The Ugandan minister of agriculture, animal industries and fisheries, Vincent Bamulangaki Ssempijja, has issued a warning about fall armyworm infestations in that country.
Damage to maize and sugar cane as a result of the pest had been reported, he said in a statement.
The worm was first detected in Nigeria in 2016, and had since spread to Uganda, Togo, Ghana, Zambia, Zimbabwe and South Africa, among others. This year thus far, the pest had been confirmed in more than 20 Ugandan districts, including Kibaale, Kamwenge, Masindi, Nwoya and Luuk this year thus far.
According to Ssempijja, Uganda was experiencing an outbreak of new pests and diseases because of climate change and climate variabilities, which would negatively impact the nation’s food and nutrition security and wealth-creation efforts.

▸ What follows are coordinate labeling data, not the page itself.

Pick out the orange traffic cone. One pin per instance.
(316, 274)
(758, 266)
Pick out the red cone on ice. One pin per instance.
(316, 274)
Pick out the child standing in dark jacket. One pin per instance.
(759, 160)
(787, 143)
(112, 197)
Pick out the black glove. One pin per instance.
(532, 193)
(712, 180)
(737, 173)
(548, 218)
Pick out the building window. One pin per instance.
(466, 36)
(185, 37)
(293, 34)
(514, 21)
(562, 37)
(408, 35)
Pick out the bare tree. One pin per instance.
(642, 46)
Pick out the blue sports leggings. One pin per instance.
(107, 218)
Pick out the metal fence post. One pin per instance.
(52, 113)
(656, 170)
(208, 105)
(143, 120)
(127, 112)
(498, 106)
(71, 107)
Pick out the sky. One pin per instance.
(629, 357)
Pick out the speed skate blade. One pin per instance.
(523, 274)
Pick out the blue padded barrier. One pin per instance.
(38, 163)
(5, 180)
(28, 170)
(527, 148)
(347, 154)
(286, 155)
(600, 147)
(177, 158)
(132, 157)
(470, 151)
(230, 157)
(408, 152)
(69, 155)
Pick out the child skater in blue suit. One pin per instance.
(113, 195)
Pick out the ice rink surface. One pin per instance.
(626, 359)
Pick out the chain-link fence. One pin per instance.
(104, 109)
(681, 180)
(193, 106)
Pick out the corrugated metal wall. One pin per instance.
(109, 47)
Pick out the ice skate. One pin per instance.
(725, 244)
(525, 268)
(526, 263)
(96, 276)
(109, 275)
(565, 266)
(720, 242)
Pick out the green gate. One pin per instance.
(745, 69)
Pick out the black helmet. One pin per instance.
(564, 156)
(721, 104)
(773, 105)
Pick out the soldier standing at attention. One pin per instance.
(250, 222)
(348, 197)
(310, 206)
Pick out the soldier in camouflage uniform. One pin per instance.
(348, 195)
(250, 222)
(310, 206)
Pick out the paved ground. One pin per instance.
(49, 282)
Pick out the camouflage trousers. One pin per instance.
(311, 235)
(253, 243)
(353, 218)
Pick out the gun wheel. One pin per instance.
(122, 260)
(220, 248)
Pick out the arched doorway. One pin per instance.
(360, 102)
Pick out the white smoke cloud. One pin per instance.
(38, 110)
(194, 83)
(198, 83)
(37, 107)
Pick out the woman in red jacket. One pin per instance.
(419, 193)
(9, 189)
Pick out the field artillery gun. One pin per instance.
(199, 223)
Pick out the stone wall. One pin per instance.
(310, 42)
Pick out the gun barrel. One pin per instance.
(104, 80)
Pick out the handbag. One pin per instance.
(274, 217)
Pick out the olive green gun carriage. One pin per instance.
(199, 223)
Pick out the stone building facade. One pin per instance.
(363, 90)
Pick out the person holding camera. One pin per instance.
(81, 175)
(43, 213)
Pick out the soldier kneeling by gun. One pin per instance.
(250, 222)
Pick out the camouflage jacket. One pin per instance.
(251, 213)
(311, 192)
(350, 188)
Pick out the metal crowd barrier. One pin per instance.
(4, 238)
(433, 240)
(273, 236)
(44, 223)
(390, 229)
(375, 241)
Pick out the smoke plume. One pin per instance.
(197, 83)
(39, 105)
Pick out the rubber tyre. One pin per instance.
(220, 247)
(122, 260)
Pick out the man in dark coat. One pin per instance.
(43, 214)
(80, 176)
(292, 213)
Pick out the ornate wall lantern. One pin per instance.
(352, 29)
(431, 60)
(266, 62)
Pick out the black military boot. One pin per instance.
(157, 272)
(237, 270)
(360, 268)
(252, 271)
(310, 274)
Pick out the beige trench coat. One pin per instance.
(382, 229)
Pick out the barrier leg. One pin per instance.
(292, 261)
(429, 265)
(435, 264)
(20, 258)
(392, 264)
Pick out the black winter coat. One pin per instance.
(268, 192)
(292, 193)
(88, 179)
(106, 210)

In the recent past, Uganda had experienced outbreaks of various pests and diseases, including the coffee twig borer, banana bacterial wilt, cassava brown streak disease, tomato leaf miner and maize lethal necrosis.
Farmers, extension officers and the general public were requested to report any fall army worm outbreaks to the respective district agricultural officers, the Ugandan Department of Crop Protection, as well as the National Agricultural Research Organisation.
According to Ssempijja, the Ugandan government had put emergency measures in place to avert severe effects on crop and livestock productivity, which was backed by ongoing research to establish long-term effective control measures against the pest.